SUKKWAN ISLAND (David Vann - Gallmeister)

QUI ? David Vann, né en 1966 en Alaska. Passionné de voile, il travaille longuement sur les bateaux et exerce quantité de petits boulots. Il lui faudra dix ans pour rédiger Sukkwan Island et presque autant pour le voir publier.
QUAND ? Époque indéterminée, quelque part sur une île perdue au beau milieu de l'Alaska.
QUOI ? Jim décide d'emmener son fils de treize ans sur une île perdue pour y vivre dans une cabane isolée, une année durant. Après une succession d'échecs personnels, il voit là l'occasion de prendre un nouveau départ et de renouer avec ce garçon qu'il connaît si mal...
ALORS ? La presse, les critiques, nous avaient averti : Sukkwan Island est un livre qui emmène loin, un récit brut, sans concession, qui malmène le lecteur et le confronte systématiquement au pire. Dès le début, à l'image de la nature crépusculaire qui entoure ses protagonistes, David Vann insinue l'angoisse, le malaise est latent et l'on devine très tôt que l'expédition père-fils ne peut mener qu'au drame. Mais le coup de théâtre (terrifiant) de la page 113 n'est pas celui escompté : Sukkwan Island n'est pas un récit de survie comme pourrait le laisser croire sa première partie mais plutôt un théâtre de lâchetés, de non-dits et de douleurs enfouis. L'île de Sukkwan, oppressante, hostile, épuise les personnages et les pousse dans leurs derniers retranchements jusqu'à l'explosion. Dans la deuxième partie (particulièrement éprouvante), elle devient une sorte de purgatoire, lieu de folie et de souffrance dont il semble impossible de s'échapper. Car il n'y a pas échappatoire, pas d'issue à la culpabilité et au désespoir, le verdict de David Vann est sans appel. La fin, un peu mal fichue, un peu trop décalée par rapport au reste du livre, ne dit pas autre chose.

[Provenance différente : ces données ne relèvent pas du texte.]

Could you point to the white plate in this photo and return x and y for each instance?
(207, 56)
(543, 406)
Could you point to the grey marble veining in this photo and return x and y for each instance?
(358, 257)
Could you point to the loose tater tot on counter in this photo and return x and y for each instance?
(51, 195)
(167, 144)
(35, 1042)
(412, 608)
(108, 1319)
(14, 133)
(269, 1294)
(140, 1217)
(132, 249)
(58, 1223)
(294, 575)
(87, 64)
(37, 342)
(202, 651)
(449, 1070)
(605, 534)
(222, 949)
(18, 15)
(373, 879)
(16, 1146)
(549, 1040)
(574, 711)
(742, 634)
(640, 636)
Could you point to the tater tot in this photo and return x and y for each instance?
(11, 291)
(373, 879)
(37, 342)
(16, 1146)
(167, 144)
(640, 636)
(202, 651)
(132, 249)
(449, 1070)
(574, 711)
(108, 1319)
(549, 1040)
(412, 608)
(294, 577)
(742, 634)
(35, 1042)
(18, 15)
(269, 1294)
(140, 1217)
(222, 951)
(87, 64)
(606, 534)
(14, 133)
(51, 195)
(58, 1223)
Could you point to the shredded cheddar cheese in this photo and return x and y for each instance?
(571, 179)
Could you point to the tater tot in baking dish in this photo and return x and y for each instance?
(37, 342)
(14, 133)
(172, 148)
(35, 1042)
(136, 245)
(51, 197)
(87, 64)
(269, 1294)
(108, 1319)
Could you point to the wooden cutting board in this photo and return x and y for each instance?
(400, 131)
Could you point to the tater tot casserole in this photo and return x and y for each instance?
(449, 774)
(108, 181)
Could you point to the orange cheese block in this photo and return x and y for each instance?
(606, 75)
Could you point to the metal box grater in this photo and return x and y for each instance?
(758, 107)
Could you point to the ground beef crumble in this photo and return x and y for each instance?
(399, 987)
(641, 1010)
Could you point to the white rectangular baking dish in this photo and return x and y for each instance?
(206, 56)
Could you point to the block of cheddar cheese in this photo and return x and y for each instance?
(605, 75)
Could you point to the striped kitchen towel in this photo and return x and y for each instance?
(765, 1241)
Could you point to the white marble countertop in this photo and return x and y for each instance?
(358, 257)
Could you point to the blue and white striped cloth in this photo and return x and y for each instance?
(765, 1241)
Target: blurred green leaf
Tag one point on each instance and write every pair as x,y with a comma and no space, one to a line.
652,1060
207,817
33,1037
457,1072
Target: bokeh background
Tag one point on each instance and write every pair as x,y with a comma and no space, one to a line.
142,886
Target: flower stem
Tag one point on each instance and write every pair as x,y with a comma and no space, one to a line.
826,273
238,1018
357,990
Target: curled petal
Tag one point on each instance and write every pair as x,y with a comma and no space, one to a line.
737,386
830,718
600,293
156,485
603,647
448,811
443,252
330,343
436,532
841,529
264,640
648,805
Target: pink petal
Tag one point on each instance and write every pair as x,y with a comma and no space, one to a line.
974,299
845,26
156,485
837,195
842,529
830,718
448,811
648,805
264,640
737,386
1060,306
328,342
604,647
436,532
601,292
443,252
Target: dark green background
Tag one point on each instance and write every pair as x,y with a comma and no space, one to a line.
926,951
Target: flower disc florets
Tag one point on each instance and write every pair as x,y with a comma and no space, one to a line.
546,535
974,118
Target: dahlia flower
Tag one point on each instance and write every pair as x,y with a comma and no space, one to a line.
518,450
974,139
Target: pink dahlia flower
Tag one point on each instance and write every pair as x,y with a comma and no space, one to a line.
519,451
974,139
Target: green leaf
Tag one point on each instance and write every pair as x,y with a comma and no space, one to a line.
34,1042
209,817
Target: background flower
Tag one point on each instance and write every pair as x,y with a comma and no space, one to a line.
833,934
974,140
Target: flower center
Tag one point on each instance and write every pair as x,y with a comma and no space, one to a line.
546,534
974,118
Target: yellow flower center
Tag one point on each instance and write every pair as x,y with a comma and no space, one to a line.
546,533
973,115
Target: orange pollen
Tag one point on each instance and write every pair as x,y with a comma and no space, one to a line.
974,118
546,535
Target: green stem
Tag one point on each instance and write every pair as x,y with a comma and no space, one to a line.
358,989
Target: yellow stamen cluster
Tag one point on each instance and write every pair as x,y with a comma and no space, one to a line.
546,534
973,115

Mais pourquoi pareille noirceur ? A la lecture des interviews de David Vann, on comprend mieux ce qu'est Sukkwan Island : à la fois un exorcisme et un incroyable objet de thérapie et de rémission. Alors vous aussi, vous voilà prévenus : personne ne sort indemne de Sukkwan Island...

samedi 12 mars 2011

LE CAFARD (Rawi Hage - Denoël)

QUI ? Rawi Hage, né en 1964 au Liban qu'il quitte en 1992 après la guerre civile. Devient ensuite citoyen canadien. Il se partage aujourd'hui entre écriture, arts plastiques et son métier de conservateur.
QUAND ? De nos jours, à Montréal, au Québec.
QUOI ? Réchappé d'une tentative de suicide, le narrateur, immigré originaire d'un pays oriental, est contraint de suivre une psychothérapie. Fou amoureux de Shoreh, une Iranienne torturée par les mollahs, notre homme vit à la petite semaine entre aide sociale et boulots d'appoint...
ALORS ? L'exil, le déracinement, sont-ils solubles dans la bonne conscience ? Que peut espérer un exilé politique, ici Iranien, plongé dans le grand bain de la liberté et des valeurs occidentales ? Sujet casse-gueule que Rawi Hage (lui-même exilé volontaire) prend de front,  sans crainte de heurter les bonnes manières et le politiquement correct.  Le cafard tire sur tout ce qui bouge  : qu'il s'agisse de l'évangélisme et la condescendance de l'Occident ou de l'opportunisme et de la voracité de certains  exilés, l'auteur n'épargne personne, à commencer par son narrateur, irrémédiablement antipathique, symptôme chronique de l'incompatibilité des cultures et des traumatismes indélébiles. Son basculement progressif dans la folie ne fait qu'entériner l'échec annoncé d'une intégration impossible. Son exil est d'abord intérieur, un trou noir sans fond d'où rien ni personne n'est en mesure de le sauver. Le discours est pessimiste, noir mais R. Hage n'a pas signé qu'un brûlot : l'humour, souvent acide, le drame et le désespoir composent ici une drôle de partition, riche d'émotions et de petits instantanés de vie, croqués avec un réel talent. Sur un sujet difficile, aux résonances politiques et sociales, R. Hage n'oublie jamais qu'il est d'abord un romancier, et un sacré bon d'ailleurs...

vendredi 18 février 2011

MONTANA 1948 (Larry Watson - Gallmeister)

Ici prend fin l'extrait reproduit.